One week post citrate buffer/STZ injection, the rats of control group and all the three T2DM groups (3, 4 and 5 weeks) were anesthetized using urethane (1 g/kg, ip), for haemodynamic and ventricular evaluation. The femoral artery was cannulated with a polyethylene catheter, which was attached to a pressure transducer (MLT0699-DC-06A) in conjunction with PowerLab data-acquisition system (85 2OB; AD Instruments, Australia) provided with a computerized analysis programme (Chart v.8.1.8, AD Instruments). The right common carotid artery was catheterized with polyethylene catheter, and the catheter was pushed inside the left ventricle so that the left ventricular pressure maximum (LVP_max), left ventricular pressure minimum (LVP_min), left ventricular end diastolic pressure (LVEDP) and positive and negative pressure derivatives (LV(dP/dt)_max, LV(dP/dt)_min) were determined.¹⁵

Measurement of baroreflex sensitivity

Baroreflex sensitivity (BRS) was measured by administering vasoconstrictor phenylephrine (PE) (20 µg/mL/kg, iv) and vasodilator sodium nitroprusside (SNP) (20 µg/mL/kg, iv) as bolus injections through a venous catheter. The femoral vein was cannulated for administration of drugs. The resultant changes in heart rate (HR) at corresponding rise or fall in systolic blood pressure (SBP) were measured at different time intervals (every 2 s) as a ratio of bradycardia response to rise in arterial pressure due to vasoconstrictor PE and ratio of tachycardia response to fall in arterial pressure by vasodilator SNP in the rats of control group and all the three T2DM groups (3, 4 and 5 weeks). The relationship between increase in SBP (associated bradycardia) evoked by PE and decrease in SBP evoked by SNP (associated tachycardia) was assessed by regression analysis for each rat. The regression coefficient (slope of regression line), expressed as beats/min/mmHg, was taken as an index of BRS.¹⁶

Data analysis and statistics

All values are expressed as mean ± standard error of the mean of the number of rats used in each experiment. The results were analysed using two-way ANOVA for comparison between groups, followed by the Tukey test. The value of p < 0.05 was considered statistically significant.

Results

Development of animal model of T2DM

In rats of all the three T2DM groups (3, 4 and 5 weeks), no significant percentage change in BW was observed. A significant increase (^b p < 0.05) in FBG was observed in all the three T2DM group rats (3, 4 and 5 weeks) which was significantly more severe in rats of T2DM groups (4 and 5 weeks; Table 1).

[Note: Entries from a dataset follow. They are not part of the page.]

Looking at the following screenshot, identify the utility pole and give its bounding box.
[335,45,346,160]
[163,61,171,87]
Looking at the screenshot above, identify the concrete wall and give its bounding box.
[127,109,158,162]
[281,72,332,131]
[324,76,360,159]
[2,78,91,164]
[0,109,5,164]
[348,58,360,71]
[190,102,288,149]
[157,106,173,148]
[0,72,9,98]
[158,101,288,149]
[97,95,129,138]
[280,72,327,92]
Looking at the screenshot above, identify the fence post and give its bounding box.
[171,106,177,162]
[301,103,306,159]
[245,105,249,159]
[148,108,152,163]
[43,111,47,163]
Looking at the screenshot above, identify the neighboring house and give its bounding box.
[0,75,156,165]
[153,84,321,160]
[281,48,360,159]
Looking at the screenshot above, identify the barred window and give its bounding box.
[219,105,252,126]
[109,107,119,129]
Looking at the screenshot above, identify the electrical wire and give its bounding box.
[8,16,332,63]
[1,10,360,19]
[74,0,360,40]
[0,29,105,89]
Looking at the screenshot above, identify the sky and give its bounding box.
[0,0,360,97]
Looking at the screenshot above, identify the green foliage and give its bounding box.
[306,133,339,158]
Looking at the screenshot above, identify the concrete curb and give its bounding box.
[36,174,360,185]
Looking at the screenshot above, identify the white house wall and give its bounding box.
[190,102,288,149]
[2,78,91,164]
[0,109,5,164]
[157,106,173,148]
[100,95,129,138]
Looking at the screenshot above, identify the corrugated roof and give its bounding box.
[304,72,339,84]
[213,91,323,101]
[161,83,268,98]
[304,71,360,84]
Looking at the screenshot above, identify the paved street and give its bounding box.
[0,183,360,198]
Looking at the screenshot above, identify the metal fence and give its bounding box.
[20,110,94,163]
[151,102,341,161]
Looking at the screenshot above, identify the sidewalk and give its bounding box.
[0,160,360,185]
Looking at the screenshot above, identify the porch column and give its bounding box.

Reduction in glucose tolerance, insulin sensitivity was observed only in rats of the two T2DM groups (4 and 5 weeks; Figure 1(a) and (b) implying that prolonged HFD feeding (4 and 5 weeks) decreased insulin sensitivity (characteristic of T2DM) resulting in a more severe hyperglycaemia. No change in serum insulin levels were observed in rats of all the three T2DM groups (3, 4 and 5 weeks) in comparison to control group rats (Table 1). Furthermore, in all the three T2DM groups (3, 4 and 5 weeks), a significant increase (^b p < 0.05) in TC, low-density lipoprotein-cholesterol (LDL-C), very low-density lipoprotein-cholesterol, TG concentrations and decrease in HDL-C concentrations were noted in comparison to control group rats (Table 1). In rats of two T2DM groups (4 and 5 weeks), dyslipidaemia was more severe in comparison to the rats of T2DM group (3 weeks) indicating that dyslipidaemia increases with duration of HFD feeding. No significant change in BW gain was observed in rats of all the three T2DM groups (3, 4 and 5 weeks) in comparison to control group rats (Table 1).

Table 1.

Effect of T2DM on percentage (%) change in body weight, FBG, serum insulin level, TC, HDL-C, LDL-C, VLDL-C, TG and CK-MB levels.^a

Parameters	Control	T2DM (3 weeks)	T2DM (4 weeks)	T2DM (5 weeks)
Percentage (%) change in body weight	4.03 ± 0.74	4.67 ± 0.61	4.02 ± 0.29	4.03 ± 0.33
Fasting blood glucose(mg/dL)	99.33 ± 2.70	120 ± 3.30^b	189.8 ± 16.73^b,c	200.33 ± 14.91^b,c
Insulin (ng/mL)	1.08 ± 0.02	1.09 ± 0.02	1.16 ± 0.03	1.17 ± 0.09
TC (mg/dL)	71.86 ± 1.6	119.27 ± 4.66^b	149.54 ± 23^b,c	168.81 ± 3.42^b,c
HDL-C (mg/dL)	41.44 ± 0.90	34.42 ± 1.91^b	13.13 ± 0.92^b,c	16.18 ± 0.68^b,c
LDL-C (mg/dL)	20.41 ± 0.40	72.93 ± 4.61^b	111.48 ± 1.9^b,c	127.30 ± 3.10^b,c
VLDL-C (mg/dL)	9.56 ± 0.28	13.52 ± 0.50^b	24.00 ± 0.40^b,c	25.32 ± 0.37^b,c
Triglycerides (mg/dL)	49.98 ± 1.87	67.6 ± 2.50^b	124.63 ± 2.04^b,c	126.61 ± 1.96^b,c
CK-MB (IU/L)	356.32 ± 9.23	436.50 ± 11.06^b	717.76 ± 21.80^b,c	669.39 ± 12.38^b,c

FBG: fasting blood glucose; TC: total cholesterol; HDL-C: high-density lipoprotein; LDL-C: low-density lipoproteins; VLDL-C: very low-density lipoproteins; TG: triglyceride, CK-MB: creatinine kinase-muscle/brain; SEM: standard error of mean; T2DM: Type 2 diabetes mellitus.

^a Results represent the mean ± SEM of seven animals per group. Results obtained are significantly different from the control group (^b p < 0.05) and T2DM (3 weeks) group (^c p < 0.05), respectively.

Figure 1.

(a) Effect of T2DM on oral glucose tolerance. Results represent the mean ± SEM of seven animals per group. Results obtained are significantly different from the control group (∗p < 0.05) and T2DM (3 weeks) group (^# p < 0.05), respectively. (b) Effect of T2DM on insulin sensitivity. Results represent the mean ± SEM of seven animals per group. Results obtained are significantly different from the control group (∗p < 0.05) and T2DM (3 weeks) group (^# p < 0.05), respectively. T2DM: Type 2 diabetes mellitus; SEM: standard error of mean.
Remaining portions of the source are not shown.